Immuno EM studies in brain localize both GKAP and Shank to the cytoplasmic side of the PSD [511]. Here, we focused on the interaction between GKAP and Shank in the PSD by using antibodies that recognize epitopes encompassing their mutual binding domains. We used dissociated hippocampal cultures for convenient manipulation of experimental conditions, and compared label distributions of GKAP and Shank at the PSD under different experimental conditions to assess whether Shank might lie in positions that make it unlikely to bind to GKAP.

Materials and Methods

Materials

Mouse monoclonal antibody against GKAP (clone N1427/31, used at 1:100), pan Shank (clone N23B/49, which recognizes all three members of the Shank family: Shank 1, 2 and 3, used at 1:250), Shank 1 (clone N22/21, used at 1:50), and Shank 2 (clone N23B/6, used at 1:200) were from NeuroMab (Davis, CA). Schematic diagram of the GKAP and Shank molecules with their mutual binding sites as well as the peptides used for the production of pan GKAP and pan Shank antibodies are illustrated in Fig. 1. The fact that peptides used for antibody production included not only their mutual binding domains, but also fairly long sequences flanking the binding domains (Fig. 1), would reduce the chances that antibody binding is blocked due to association of the two molecules.

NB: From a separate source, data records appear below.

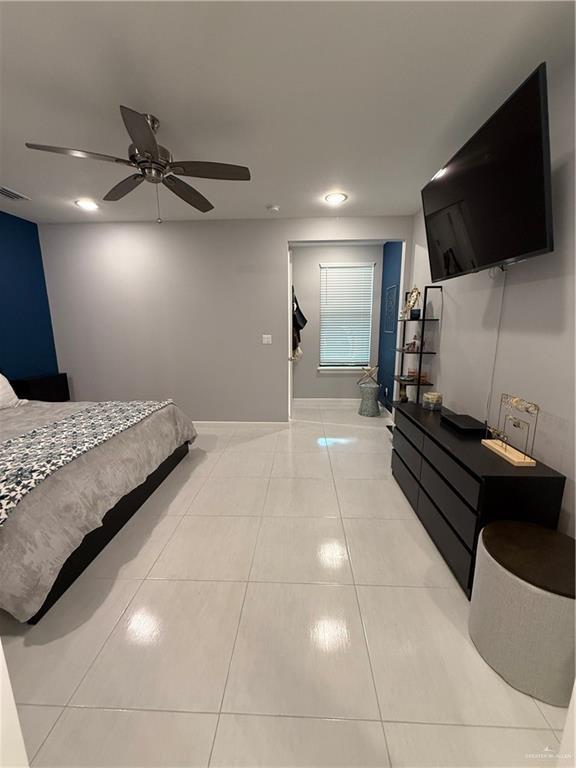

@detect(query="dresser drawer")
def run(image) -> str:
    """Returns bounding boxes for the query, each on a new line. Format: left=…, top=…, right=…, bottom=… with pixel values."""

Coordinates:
left=420, top=461, right=478, bottom=549
left=394, top=409, right=424, bottom=451
left=392, top=429, right=422, bottom=480
left=422, top=437, right=480, bottom=509
left=417, top=490, right=472, bottom=591
left=392, top=451, right=420, bottom=509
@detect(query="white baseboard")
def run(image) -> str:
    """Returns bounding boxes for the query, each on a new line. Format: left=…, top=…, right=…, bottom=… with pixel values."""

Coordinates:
left=292, top=397, right=360, bottom=408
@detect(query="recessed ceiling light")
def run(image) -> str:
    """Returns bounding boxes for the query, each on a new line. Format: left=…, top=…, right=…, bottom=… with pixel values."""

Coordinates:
left=75, top=197, right=100, bottom=211
left=324, top=192, right=348, bottom=205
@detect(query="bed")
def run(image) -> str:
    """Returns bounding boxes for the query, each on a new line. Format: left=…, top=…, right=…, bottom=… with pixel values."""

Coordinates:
left=0, top=401, right=196, bottom=624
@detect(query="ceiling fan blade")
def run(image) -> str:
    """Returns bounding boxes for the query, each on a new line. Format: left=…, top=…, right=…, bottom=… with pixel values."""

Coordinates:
left=170, top=160, right=250, bottom=181
left=162, top=176, right=214, bottom=213
left=120, top=107, right=158, bottom=160
left=104, top=173, right=144, bottom=200
left=26, top=141, right=134, bottom=165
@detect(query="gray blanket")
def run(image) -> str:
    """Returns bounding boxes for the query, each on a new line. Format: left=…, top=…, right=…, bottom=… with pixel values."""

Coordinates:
left=0, top=402, right=196, bottom=621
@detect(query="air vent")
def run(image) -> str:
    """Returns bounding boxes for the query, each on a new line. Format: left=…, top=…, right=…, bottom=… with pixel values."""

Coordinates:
left=0, top=187, right=30, bottom=200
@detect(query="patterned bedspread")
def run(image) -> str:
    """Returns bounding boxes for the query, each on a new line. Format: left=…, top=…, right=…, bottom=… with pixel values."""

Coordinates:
left=0, top=400, right=173, bottom=526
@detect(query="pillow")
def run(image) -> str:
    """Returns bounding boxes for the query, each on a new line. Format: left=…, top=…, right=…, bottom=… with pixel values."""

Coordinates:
left=0, top=373, right=20, bottom=408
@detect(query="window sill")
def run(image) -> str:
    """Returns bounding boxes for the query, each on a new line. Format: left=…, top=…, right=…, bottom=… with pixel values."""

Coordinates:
left=317, top=365, right=364, bottom=373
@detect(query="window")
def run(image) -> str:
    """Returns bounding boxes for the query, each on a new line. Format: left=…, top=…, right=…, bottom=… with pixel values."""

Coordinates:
left=320, top=263, right=374, bottom=368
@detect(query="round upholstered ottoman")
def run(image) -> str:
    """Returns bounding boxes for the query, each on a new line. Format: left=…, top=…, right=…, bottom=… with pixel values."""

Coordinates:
left=469, top=521, right=575, bottom=707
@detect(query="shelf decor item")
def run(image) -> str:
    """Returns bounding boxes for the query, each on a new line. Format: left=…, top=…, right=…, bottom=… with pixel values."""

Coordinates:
left=400, top=286, right=421, bottom=320
left=482, top=393, right=540, bottom=467
left=422, top=392, right=442, bottom=411
left=394, top=285, right=442, bottom=403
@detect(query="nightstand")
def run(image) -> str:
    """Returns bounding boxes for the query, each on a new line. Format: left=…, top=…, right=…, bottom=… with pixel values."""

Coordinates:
left=10, top=373, right=70, bottom=403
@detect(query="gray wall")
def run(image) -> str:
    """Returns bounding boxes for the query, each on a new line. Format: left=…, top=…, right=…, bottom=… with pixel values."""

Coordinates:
left=407, top=60, right=574, bottom=535
left=40, top=217, right=412, bottom=421
left=291, top=243, right=383, bottom=397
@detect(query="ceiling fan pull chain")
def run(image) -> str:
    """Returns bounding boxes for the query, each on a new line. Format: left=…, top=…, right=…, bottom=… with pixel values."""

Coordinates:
left=155, top=184, right=163, bottom=224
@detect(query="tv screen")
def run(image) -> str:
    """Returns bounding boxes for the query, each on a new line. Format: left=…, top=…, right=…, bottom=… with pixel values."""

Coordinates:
left=422, top=64, right=553, bottom=282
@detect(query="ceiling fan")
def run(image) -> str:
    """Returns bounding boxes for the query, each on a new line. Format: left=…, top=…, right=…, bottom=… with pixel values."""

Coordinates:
left=26, top=107, right=250, bottom=213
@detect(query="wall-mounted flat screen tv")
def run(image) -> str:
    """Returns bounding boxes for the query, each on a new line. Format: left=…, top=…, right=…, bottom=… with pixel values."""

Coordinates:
left=422, top=64, right=553, bottom=282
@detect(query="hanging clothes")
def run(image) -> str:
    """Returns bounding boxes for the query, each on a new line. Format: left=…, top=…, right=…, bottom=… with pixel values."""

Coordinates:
left=292, top=286, right=308, bottom=352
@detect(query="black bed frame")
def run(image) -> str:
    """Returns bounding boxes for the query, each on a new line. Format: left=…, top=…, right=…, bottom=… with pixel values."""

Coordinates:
left=28, top=443, right=188, bottom=624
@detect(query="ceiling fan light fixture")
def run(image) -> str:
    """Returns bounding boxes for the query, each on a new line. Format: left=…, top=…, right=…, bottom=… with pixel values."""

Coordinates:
left=74, top=197, right=100, bottom=211
left=324, top=192, right=348, bottom=206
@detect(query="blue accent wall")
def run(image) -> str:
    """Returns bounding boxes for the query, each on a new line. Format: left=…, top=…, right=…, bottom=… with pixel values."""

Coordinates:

Fig 1. Epitopes for GKAP and Shank antibodies.

Fig 1

The GKAP antibody used here was raised against a C-terminal peptide (aa 772–992) containing the sequence (last four residues) for its binding site to Shank. The pan Shank antibody was raised against a peptide (aa 84–309) that includes part of the sequence for its PDZ domain (aa 248–342), which is the binding site for GKAP.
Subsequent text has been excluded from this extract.